Mood-Boosting Yoga Flow
Boost your mood with this easy-to-follow yoga sequence from Sarah Highfield
With winter just around the corner and colder days on the horizon, keep your spirits high and your body in balance with this easy-to-follow mood-boosting yoga sequence, which can be done from the comfort of your home. In this sequence, I have picked a few of my favourite poses, which invite joy and playfulness into our lives, and provide a well-rounded mix of stretches, heart openers, strengtheners and passive relaxation to help you feel your best as you enter the cooler months.
Hold all the poses for 10 deep breaths and then repeat them on the second side.
Toe Balance Variation
Balance on your left foot while extending your right leg to the side for support, then lightly engage your core and lift your arms up.

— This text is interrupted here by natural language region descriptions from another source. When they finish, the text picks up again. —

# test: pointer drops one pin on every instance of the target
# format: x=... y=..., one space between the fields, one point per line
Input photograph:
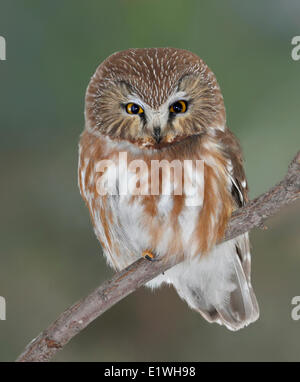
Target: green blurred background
x=49 y=254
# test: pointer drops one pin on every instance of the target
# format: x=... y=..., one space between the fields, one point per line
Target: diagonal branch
x=73 y=320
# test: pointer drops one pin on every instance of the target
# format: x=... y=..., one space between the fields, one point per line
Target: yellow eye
x=178 y=107
x=133 y=108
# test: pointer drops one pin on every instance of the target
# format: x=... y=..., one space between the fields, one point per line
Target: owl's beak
x=157 y=134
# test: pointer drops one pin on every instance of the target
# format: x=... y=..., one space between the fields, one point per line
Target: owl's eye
x=133 y=108
x=178 y=107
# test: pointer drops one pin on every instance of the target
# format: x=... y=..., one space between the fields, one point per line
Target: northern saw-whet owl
x=165 y=104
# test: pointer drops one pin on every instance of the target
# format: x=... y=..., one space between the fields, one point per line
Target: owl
x=164 y=105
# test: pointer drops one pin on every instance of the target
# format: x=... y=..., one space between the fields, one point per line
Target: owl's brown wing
x=218 y=285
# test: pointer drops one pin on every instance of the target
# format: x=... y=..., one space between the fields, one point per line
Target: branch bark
x=73 y=320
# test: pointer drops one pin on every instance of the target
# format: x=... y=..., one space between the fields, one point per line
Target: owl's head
x=153 y=98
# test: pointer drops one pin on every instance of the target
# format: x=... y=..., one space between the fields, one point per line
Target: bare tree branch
x=83 y=312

This pose will help to strengthen your ankles and core as well as develop your sense of balance. It is a fun and uplifting pose, guaranteed to put a smile on your face.
Spine Twist
Lie on your back, bend your knees to one side, extend both your arms out to the sides and then turn your head away from your knees. This relaxing, passive stretch feels amazing and requires very little effort. This pose is especially soothing for anyone with lower back pain, it also calms your nervous system and increases endorphins.
Revolved Head-to-Knee Variation
From a seated position, extend your left leg out to the side and fold your right leg toward yourself. Slide your left hand down your left leg so you feel a stretch in your hamstring, then rotate and open your chest up towards the ceiling and reach up through your right hand. This pose helps to release stored up emotions and clear your mind, bringing a sense of joy and happiness.
Heart & Chest Opener
Start lying on your front with your right arm extended out to the side. Lift up your left leg, bend your knee and place your left foot on the floor behind you. Rest your left finger tips on the floor to help support yourself. This deep feel-good chest stretch will free up tension and help to loosen your shoulders, another area where we tend to store stress.
Low Lunge
Step your right foot forward and rest your left knee on the floor. Sink your hips down towards the floor and place blocks under your hands for added support. Let gravity do the work for you and enjoy the deep hip and thigh stretch. Many people store stress in their hips, so this pose will release built up tension in the area.